By 1973, the Railways Department advised that ‘each vessel has a bar lounge, a cafeteria, television, an observation lounge, an information bureau, a shop and a telephone kiosk. “Aranui” also has a coffee lounge.’ Unfortunately, as Johnson recalled, the shop ‘specialised in selling Truth, Best Bets, The New Zealand Women’s Weekly, chocolate bars and snacks’. It also closed ‘while the crew member on duty had their designated time off'.

The line’s revamp in the late 1980s improved the food, although as one newspaper reported, not all travellers’ experiences were happy:

The cafeteria stayed closed for the early part of the voyage and when the grubby doors finally opened, the party staggered to the counter to be greeted by an array of awful pies stolen from the tomb of long dead Pharoahs, yellow, curly bits of parchment spread with ptomaine paste and, a cardboard sausage roll surmounted by a fly which seemed the freshest thing on display.

Reluctantly by-passing these tasty treats, the group was seduced by the hand-scrawled sign declaring ‘Hot food’. The first bold traveller summoned up enough courage to disturb the slumber of the grime-encrusted, bad-tempered troll behind the counter and inquire what was in the steaming vats he presided over.

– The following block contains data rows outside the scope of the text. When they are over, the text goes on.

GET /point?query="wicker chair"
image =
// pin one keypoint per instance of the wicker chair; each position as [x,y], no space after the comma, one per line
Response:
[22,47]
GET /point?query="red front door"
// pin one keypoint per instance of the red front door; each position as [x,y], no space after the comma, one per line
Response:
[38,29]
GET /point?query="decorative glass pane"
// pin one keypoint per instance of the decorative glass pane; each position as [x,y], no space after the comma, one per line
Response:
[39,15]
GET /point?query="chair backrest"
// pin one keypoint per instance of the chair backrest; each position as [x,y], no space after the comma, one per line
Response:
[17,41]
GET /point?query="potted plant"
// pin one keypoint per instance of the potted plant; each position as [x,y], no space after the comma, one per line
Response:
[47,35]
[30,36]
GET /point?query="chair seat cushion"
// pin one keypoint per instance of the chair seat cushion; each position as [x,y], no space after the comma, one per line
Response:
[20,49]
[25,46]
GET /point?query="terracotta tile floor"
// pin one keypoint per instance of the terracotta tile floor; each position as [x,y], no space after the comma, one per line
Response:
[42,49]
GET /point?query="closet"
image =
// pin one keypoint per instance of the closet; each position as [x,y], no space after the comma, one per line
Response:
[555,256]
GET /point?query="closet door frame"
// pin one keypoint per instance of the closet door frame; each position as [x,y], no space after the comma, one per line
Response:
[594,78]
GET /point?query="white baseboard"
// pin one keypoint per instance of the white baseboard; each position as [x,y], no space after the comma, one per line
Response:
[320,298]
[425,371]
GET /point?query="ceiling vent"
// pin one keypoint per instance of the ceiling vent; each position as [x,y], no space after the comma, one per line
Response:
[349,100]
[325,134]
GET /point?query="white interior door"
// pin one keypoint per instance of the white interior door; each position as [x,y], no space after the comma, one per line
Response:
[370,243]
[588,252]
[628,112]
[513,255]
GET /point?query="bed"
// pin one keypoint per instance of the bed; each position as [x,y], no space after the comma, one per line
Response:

With a grunt the troll dumped a grubby ladle in one vat and brought forth a steaming pile of soggy baked beans. To the accompaniment of a prolonged snort, he shoved the same ladle in the next vat and revealed a grey, glutinous mess so lacking any obvious connection with known foodstuffs that the imagination ran riot as to what it might contain. A timid inquiry as to whether there was anything else produced such a savage snarl and dull yellow flow from the troll’s red deep-sunk eyes, that one and all chose baked beans. Better the risk of flatulence, it was thought, than a painful lingering death.

But changes were made. Railways management noticed how successfully European ferry operators extracted money from their captive clients.

By 1988 the menu had been enlarged from the traditional pies to sandwiches, toast, slices of pizza, cake (usually sultana cake), baked beans with bread and butter—and pies. Management talked of a restaurant menu to include “venison, lamb, beef and pork, a wide range of salads and New Zealand cheeses, wines and beers.” It was almost unbelievable.

The modern ships provide more sophisticated fare in upmarket bars with names such as the Karori Rip Bar or Caffe Oliveto. The ships have also just introduced airline-style lounges for the well-heeled. ‘Kaitaki Plus’ is limited to a maximum of 85 people and offers Internet access, comfortable seating, newspapers and magazines and complimentary beer, wine, tea, coffee and finger food, and a brat-free (no under-15s) zone.

Some things, though, don’t change. According to The Interislander website, every year ‘96,578 pies and 63,210 litres of beer are consumed on board’.